Danuta Huebner przestanie być unijnym komisarzem ds. polityki regionalnej. Rezygnację z posady w Brukseli ma złożyć u marszałka Sejmu Bronisława Komorowskiego najpóźniej w środę - poinformował szef sztabu wyborczego Huebner Radosław Ciszewski.
Huebner unijnym komisarzem była od listopada 2004 r. W eurowyborach została warszawską "jedynką" PO i zdobyła mandat europosła.
Zgodnie z polską ordynacją do PE, wybrany deputowany, który jednocześnie pełni inną publiczną funkcję, ma 14 dni (od ogłoszenia wyników wyborów w Dzienniku Ustaw) na poinformowanie marszałka Sejmu o złożeniu rezygnacji z tego stanowiska. W przeciwnym razie traci mandat eurodeputowanego.

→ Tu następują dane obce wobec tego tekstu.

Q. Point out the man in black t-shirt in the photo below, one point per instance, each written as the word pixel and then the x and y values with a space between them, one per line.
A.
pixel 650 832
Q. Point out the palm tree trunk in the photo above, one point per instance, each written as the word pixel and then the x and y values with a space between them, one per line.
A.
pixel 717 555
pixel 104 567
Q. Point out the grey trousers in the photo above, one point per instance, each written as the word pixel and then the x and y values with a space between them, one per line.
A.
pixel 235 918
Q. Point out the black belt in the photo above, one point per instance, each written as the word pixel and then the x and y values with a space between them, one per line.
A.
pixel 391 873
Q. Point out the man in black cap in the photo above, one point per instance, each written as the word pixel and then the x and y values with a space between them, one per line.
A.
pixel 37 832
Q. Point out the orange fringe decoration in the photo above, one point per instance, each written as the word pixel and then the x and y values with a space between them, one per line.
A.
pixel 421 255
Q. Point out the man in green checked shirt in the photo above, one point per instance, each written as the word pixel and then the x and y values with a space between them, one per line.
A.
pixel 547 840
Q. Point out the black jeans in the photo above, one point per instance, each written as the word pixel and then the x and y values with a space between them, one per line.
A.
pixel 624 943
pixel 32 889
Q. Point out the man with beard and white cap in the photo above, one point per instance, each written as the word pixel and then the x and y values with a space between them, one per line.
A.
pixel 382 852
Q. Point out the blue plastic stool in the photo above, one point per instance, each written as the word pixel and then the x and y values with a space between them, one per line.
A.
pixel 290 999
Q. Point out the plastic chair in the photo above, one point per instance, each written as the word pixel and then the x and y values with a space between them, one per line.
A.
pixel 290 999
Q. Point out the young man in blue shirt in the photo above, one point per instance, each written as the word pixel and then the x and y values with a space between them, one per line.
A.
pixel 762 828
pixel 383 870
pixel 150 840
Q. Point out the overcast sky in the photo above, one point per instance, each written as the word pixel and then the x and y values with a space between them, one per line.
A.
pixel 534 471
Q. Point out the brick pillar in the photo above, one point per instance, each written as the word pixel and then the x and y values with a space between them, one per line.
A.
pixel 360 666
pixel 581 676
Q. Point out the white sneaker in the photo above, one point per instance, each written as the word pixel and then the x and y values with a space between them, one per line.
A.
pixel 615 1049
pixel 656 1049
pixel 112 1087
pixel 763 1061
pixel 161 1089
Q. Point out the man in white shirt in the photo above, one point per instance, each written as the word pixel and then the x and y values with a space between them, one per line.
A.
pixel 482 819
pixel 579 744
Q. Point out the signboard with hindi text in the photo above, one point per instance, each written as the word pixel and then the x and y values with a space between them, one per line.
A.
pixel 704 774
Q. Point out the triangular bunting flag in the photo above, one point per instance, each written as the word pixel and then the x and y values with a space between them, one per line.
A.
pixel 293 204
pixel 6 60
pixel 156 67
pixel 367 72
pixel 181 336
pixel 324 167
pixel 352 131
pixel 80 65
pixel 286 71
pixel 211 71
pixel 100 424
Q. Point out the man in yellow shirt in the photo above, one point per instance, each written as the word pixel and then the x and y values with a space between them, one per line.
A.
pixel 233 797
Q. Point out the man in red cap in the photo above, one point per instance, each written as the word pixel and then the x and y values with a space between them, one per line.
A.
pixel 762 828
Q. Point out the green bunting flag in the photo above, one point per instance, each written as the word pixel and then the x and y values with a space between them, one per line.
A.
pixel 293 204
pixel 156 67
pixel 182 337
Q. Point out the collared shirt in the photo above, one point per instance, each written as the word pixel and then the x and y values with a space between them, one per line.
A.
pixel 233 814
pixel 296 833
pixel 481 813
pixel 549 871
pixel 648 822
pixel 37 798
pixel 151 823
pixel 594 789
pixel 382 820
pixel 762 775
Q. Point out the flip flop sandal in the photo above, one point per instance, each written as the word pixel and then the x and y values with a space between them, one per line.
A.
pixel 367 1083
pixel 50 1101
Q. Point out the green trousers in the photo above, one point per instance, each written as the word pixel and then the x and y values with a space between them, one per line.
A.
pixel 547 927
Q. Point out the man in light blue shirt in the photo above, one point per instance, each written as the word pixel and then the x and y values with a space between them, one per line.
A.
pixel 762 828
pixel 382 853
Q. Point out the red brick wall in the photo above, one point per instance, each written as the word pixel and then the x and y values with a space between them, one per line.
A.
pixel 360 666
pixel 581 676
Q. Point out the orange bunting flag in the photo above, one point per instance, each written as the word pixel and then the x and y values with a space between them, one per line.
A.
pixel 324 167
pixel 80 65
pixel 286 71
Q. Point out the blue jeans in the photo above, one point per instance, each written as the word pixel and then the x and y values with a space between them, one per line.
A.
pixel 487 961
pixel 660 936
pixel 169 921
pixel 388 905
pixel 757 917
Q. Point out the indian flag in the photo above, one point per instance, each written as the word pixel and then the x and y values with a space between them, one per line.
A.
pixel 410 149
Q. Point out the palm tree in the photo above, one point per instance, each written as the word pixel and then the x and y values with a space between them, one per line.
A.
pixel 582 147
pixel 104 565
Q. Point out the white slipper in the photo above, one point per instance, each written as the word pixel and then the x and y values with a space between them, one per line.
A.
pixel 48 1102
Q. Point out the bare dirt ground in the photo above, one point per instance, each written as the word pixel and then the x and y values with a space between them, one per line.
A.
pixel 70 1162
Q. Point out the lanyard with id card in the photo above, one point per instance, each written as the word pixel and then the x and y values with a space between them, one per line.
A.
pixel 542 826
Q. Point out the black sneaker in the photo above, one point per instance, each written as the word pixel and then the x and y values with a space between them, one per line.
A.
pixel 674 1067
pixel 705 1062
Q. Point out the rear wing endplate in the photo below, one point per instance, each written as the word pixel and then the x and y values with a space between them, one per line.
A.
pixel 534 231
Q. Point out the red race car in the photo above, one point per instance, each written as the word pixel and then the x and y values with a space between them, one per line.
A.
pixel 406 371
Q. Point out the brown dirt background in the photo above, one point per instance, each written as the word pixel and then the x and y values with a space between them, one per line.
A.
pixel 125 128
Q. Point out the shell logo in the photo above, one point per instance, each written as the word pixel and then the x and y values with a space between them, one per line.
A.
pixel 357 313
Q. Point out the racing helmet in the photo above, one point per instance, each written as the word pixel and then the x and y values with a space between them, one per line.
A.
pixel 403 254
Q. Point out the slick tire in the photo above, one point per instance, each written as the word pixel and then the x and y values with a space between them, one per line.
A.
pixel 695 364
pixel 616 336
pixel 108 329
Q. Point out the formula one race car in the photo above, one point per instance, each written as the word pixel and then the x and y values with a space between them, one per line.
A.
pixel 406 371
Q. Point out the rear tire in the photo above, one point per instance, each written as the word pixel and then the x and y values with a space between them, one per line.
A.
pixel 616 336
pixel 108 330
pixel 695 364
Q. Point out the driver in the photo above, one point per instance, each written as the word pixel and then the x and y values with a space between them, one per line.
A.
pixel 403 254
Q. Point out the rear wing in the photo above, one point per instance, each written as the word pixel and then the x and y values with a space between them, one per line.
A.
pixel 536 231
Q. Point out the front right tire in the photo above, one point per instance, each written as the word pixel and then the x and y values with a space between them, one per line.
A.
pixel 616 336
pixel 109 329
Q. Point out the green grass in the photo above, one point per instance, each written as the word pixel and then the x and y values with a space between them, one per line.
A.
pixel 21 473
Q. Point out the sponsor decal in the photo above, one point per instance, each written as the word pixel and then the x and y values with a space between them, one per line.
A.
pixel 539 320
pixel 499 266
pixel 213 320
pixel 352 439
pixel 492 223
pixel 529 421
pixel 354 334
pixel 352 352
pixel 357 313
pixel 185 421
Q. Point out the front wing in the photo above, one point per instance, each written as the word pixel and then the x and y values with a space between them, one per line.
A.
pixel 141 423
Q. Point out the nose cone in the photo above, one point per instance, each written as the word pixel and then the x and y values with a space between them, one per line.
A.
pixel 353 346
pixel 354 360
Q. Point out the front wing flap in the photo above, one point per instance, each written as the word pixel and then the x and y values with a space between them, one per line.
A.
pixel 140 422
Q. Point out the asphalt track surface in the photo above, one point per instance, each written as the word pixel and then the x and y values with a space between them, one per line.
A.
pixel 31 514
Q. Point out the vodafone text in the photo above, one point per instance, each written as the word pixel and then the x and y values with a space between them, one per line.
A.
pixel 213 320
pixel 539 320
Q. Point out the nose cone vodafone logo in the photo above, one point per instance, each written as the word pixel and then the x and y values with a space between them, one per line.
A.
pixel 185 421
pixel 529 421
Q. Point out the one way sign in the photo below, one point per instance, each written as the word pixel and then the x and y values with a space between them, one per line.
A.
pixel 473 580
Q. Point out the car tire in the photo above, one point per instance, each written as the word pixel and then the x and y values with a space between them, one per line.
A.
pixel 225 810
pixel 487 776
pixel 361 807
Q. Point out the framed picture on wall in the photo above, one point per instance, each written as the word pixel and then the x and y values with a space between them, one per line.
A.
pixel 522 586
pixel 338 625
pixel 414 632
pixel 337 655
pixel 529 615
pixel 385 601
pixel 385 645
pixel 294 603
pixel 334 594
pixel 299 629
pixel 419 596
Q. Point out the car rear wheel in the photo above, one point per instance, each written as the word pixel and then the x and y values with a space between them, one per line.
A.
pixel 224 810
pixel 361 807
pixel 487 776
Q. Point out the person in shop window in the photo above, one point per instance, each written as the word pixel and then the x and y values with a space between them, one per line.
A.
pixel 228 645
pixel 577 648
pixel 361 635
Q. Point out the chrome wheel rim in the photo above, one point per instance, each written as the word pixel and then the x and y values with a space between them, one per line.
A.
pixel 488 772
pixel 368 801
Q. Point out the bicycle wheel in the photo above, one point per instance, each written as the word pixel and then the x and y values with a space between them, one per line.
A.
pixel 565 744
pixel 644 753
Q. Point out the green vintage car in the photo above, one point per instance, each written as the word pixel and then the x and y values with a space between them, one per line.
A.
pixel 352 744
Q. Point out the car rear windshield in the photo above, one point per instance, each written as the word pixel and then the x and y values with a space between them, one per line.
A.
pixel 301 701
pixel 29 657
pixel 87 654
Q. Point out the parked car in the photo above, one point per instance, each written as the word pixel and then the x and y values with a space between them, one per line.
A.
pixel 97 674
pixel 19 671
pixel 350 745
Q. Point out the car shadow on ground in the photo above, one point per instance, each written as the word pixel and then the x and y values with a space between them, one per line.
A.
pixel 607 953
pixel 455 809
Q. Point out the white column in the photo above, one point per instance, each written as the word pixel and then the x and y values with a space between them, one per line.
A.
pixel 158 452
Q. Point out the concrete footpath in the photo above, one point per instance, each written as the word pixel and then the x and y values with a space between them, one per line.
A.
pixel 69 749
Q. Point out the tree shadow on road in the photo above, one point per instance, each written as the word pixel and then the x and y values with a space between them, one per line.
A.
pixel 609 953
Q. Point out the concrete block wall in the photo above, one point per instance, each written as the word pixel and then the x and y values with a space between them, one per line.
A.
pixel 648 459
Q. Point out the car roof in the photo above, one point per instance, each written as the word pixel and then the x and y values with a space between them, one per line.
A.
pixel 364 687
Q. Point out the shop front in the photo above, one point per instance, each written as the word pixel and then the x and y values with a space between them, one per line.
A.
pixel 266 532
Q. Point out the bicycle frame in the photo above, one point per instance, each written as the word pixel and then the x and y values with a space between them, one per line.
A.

Z kolei regulamin wewnętrzny PE nakazuje, by każdy wybrany eurodeputowany złożył oświadczenie pisemne najpóźniej sześć dni przed inauguracyjnym posiedzeniem PE (pierwszy dzień sesji wypada 14 lipca), że nie zajmuje żadnego innego stanowiska, niepołączalnego z mandatem europosła.
"Deadline nie istnieje"
Rzecznik KE ds. instytucjonalnych Mark Gray powiedział, że nie istnieją żadne specyficzne procedury nakazujące przewodniczącemu Komisji Europejskiej przyjąć dymisję komisarza w konkretnym czasie. - Deadline nie istnieje - mówił.
To może być kwestia godzin lub dni, ale - jak dodał - w przypadku dymisji komisarza, który dostał się do PE, "spodziewa się bardzo szybkiego przyjęcia".
Zwłaszcza, że szef KE Jose Barroso wcześniej zgodził się, żeby trzech komisarzy z obecnej Komisji Europejskiej (w tym Danuta Huebner) startowało do PE udzielając im urlopu z KE na czas kampanii wyborczej do PE.
Następca Huebner już jest
Miejsce Huebner w KE zajmie inny eurodeputowany PO Janusz Lewandowski. On także będzie unijnym komisarzem z ramienia Polski, kiedy zacznie się nowa kadencja KE. Jak sam przyznał, nasz kraj zabiega o tekę ds. rynku wewnętrznego.